日本中の注目を集めた小保方晴子・理化学研究所ユニットリーダー(30)の4月9日の記者会見。
「STAP細胞は……、あります!」──よくよく振り返ってみると、歯切れ良く答えたのはこの一言だけ。「針のむしろ」状態で2時間35分もの長丁場の記者会見をこなしたことは評価できても、小保方氏の主張を裏付ける新たなデータや画像提供などは全く行なわれず、STAP細胞をめぐる疑問は何一つ解消されなかった。
しかし、小保方氏の「涙の会見」を見て「かわいそうだ」「頑張って!」と、つい応援してしまった人が多いのもまた事実だ。
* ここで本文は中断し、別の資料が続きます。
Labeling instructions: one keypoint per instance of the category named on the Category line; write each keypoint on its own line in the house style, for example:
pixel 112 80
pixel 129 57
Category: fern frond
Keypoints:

驚くべきことに、「Yahoo!ニュース」の意識調査では、「小保方リーダーの説明に納得したか?」という問いかけに対し、「納得した」との回答が43.9%にのぼり、「納得できなかった」の32.4%を大きく上回った(4月9日22時現在)。
誰もが心の奥で「なんだか怪しい」と思いつつも、あの会見を見た途端に、なぜか小保方氏を応援してしまったのである。確かに、常に世のニュースを批判的に見ている記者たちの集まりである本誌編集部でも「頑張ってるなァ……」という擁護の声が一部で上がっていた。
そう、これだけは確かだ。オボちゃんは「健気に頑張っている」と、周囲に印象づけることには、尋常ではないほど長けているのである。
よくよく考えてみてほしい。彼女が繰り返した「未熟者ゆえ」というフレーズは研究者にとって何の言い訳にもならないはずだ。「STAP細胞を再現した人は他にもいます。……でも誰かはいえません」なんて言葉一つをとっても、ツッコミどころ満載である。
もしこれらの言葉があの佐村河内守氏のようなルックスのオッサンから発せられたとしたら、「ふざけるな!」と集中砲火を浴びていたはずだ。
しかし小保方氏には、私たちをそうさせない「何か」がある。